Viruses don’t just evolve their proteins they also evolve how those proteins are made. One subtle but powerful way is through codon usage bias (CUB): the non-uniform use of synonymous codons that encode the same amino acid. In host-adapted viruses, codon usage often mirrors that of the host, especially in highly expressed genes. This translational optimization allows faster, more accurate protein production. For example influenza H5N1 shows strong adaptation to human codon preferences.
Figure 1. Relative synonymous codon usage (RSCU) in the SARS-CoV-2 spike gene across ~9.3 million genomes. Values >1 indicate overuse relative to expectation; values <1 are not shown. Strong biases are evident for AGA (Arg), CCA (Pro), and TCA (Ser), all of which are rare in highly expressed human genes. The elevated RSCU of TAG (stop codon) underscores its dominance despite being suboptimal in human translation.
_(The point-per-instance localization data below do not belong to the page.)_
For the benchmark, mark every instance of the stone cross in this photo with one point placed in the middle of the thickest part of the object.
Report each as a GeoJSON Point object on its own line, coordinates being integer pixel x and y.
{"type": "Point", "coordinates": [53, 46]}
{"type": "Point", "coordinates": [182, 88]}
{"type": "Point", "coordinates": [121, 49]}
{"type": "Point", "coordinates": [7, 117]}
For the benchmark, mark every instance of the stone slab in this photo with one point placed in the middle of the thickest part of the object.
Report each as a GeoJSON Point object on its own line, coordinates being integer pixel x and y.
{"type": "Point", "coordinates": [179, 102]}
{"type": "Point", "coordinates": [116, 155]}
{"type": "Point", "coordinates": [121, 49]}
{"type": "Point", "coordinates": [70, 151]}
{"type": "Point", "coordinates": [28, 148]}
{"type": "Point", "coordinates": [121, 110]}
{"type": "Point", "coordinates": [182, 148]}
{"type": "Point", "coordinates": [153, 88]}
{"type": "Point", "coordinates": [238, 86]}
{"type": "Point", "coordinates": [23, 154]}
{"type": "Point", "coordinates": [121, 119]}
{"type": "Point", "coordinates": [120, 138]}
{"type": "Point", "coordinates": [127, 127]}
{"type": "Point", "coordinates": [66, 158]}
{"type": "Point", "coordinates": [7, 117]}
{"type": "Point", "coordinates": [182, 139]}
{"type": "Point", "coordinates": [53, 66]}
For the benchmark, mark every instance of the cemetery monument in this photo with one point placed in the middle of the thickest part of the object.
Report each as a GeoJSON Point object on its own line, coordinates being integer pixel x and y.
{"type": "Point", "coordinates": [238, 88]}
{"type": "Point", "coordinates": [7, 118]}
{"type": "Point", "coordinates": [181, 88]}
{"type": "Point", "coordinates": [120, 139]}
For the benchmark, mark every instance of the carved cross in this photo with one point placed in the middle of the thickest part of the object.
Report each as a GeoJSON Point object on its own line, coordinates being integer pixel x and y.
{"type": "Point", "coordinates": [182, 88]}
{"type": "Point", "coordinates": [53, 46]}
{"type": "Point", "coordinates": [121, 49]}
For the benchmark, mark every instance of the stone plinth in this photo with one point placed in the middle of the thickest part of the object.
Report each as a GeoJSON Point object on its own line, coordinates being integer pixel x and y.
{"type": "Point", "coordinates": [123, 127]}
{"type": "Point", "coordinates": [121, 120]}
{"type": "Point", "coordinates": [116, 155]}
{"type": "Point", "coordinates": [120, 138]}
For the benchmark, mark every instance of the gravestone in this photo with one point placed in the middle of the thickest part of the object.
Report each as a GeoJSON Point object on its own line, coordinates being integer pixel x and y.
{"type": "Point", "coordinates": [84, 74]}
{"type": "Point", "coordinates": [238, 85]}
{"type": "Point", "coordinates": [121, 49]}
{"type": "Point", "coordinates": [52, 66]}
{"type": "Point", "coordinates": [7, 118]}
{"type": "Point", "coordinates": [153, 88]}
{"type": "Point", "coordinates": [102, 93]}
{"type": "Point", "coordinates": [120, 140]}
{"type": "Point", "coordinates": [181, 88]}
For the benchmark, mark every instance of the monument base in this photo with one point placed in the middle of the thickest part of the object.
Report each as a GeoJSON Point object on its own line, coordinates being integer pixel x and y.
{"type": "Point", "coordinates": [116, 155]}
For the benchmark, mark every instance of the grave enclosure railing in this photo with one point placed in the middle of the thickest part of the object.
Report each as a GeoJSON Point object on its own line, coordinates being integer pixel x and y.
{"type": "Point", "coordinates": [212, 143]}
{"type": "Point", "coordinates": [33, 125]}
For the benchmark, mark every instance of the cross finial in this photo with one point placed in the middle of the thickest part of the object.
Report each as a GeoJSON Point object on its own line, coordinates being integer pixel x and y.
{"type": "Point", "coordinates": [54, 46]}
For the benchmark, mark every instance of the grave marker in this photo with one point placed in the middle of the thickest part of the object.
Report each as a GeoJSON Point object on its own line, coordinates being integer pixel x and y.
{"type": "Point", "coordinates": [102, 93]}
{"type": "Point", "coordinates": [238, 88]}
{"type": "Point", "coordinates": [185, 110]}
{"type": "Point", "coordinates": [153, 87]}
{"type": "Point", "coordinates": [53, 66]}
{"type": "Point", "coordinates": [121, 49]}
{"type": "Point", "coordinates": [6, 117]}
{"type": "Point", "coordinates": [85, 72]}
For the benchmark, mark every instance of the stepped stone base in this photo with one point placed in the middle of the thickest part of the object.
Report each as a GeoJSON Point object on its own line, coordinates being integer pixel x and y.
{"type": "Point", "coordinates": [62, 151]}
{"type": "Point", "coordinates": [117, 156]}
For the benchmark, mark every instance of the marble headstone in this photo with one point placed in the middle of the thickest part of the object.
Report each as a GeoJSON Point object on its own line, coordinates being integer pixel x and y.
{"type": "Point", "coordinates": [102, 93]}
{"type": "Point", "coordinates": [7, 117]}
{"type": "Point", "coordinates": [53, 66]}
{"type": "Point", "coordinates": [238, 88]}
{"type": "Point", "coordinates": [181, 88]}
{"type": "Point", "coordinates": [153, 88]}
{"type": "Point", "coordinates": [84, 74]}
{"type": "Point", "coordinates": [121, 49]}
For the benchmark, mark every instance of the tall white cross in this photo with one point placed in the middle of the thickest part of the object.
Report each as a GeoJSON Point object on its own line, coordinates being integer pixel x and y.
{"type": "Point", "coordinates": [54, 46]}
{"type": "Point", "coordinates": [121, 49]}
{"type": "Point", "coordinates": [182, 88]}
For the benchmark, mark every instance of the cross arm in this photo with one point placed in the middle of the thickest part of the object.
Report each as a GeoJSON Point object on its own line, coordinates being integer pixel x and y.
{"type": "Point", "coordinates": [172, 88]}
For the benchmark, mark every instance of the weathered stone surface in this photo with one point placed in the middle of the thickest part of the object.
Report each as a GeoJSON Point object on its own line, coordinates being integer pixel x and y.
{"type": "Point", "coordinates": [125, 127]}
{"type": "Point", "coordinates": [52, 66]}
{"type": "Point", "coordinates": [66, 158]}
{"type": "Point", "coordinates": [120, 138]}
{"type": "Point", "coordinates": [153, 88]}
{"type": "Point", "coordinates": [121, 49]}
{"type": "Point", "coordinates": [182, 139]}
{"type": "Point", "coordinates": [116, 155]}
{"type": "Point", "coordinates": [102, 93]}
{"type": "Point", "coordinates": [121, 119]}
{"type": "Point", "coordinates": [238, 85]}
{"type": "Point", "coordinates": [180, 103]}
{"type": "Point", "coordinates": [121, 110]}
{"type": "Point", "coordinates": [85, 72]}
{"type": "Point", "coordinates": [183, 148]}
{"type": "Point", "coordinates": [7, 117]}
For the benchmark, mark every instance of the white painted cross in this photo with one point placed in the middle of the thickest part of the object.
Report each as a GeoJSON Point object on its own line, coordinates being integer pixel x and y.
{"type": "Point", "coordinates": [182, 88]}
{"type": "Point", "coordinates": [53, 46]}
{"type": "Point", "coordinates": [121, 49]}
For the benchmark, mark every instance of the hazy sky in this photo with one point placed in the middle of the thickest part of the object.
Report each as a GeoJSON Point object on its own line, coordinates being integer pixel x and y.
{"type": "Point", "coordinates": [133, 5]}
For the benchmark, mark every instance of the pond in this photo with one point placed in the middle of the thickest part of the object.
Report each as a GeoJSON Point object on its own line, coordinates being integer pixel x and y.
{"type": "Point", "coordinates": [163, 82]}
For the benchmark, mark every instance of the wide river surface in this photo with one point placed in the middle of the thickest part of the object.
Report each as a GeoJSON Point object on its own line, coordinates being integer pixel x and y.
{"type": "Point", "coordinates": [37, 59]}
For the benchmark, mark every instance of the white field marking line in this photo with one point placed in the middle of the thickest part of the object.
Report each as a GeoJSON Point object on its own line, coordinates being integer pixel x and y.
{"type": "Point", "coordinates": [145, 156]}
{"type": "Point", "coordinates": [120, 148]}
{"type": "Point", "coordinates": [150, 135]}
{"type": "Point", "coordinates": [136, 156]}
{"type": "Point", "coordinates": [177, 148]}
Figure 1. Relative synonymous codon usage (RSCU) in the SARS-CoV-2 spike gene across ~9.3 million genomes. Values >1 indicate overuse relative to expectation; values <1 are not shown. Strong biases are evident for AGA (Arg), CCA (Pro), and TCA (Ser), all of which are rare in highly expressed human genes. The elevated RSCU of TAG (stop codon) underscores its dominance despite being suboptimal in human translation.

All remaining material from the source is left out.